Search code examples
c++optimizationvectordynamic-allocation

Optimizing unnecessary string copying in vector<string>


Presenting the minimal code to describe the problem:

struct A {
  vector<string> v;
  // ... other data and methods
};
A obj;
ifstream file("some_file.txt");
char buffer[BIG_SIZE];
while( <big loop> ) {
  file.getline(buffer, BIG_SIZE-1);
  // process buffer; which may change its size
  obj.v.push_back(buffer);  // <------- can be optimized ??
}
...

Here 2 times string creation happens; 1st time to create the actual string object and 2nd time while copy constructing it for the vector. Demo

The push_back() operation happens millions of times and I am paying for one extra allocation those many times which is of no use for me.

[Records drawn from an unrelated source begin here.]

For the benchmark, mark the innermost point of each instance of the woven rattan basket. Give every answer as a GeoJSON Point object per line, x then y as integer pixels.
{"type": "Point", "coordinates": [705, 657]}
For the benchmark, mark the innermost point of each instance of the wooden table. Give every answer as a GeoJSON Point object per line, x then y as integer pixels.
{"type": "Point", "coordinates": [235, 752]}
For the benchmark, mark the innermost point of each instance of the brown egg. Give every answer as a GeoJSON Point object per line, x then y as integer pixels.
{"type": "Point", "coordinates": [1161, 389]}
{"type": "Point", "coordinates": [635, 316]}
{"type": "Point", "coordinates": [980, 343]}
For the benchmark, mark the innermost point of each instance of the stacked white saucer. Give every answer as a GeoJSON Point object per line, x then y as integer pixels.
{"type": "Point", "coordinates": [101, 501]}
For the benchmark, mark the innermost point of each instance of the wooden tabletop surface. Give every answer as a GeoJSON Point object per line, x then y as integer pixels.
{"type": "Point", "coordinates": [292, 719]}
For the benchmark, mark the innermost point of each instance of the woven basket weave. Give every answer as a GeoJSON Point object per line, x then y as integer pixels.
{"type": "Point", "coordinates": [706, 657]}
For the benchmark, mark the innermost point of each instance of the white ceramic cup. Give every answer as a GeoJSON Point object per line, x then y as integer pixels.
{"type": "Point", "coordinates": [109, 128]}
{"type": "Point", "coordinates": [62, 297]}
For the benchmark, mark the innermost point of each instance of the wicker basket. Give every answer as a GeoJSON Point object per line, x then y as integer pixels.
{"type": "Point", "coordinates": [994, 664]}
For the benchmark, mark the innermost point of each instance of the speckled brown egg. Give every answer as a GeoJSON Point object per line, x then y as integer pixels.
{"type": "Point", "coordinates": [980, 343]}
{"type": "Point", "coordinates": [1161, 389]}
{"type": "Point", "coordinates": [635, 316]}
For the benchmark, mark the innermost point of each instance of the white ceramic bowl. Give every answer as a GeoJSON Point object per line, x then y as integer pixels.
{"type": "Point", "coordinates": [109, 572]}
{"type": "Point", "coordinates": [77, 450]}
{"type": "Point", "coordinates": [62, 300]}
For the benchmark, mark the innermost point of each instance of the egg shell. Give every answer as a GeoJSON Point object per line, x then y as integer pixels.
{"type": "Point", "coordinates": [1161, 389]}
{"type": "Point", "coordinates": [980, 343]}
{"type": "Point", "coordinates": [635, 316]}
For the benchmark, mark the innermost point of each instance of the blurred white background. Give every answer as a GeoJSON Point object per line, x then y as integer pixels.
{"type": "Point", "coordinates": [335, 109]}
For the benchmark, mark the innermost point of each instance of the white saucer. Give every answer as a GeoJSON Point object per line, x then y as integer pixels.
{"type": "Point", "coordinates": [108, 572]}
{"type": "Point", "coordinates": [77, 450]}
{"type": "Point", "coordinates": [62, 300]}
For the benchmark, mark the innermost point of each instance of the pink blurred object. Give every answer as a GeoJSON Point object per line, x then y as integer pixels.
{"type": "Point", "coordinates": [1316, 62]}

Is there a way to optimize this ? I am open for any suitable change. (not categorizing this as premature optimization because push_back() happens so many times throughout the code).


Solution

  • Well, you get two allocations, but not both of them are of the string: one of them creates the string, while the other creates just a pointer inside of the vector (note that this depends on the compiler: some compilers/settings might indeed create two strings, but most won't). Look at this code for the demo.

    One way to optimize it would be using the char* instead of the string as the template parameter (don't forget to manually delete it before killing the vector!). This way you'll get rid of one (biggest) of the allocations. Alternatively, just use your own implementation of vector: you'll be able to control every aspect of memory allocation then.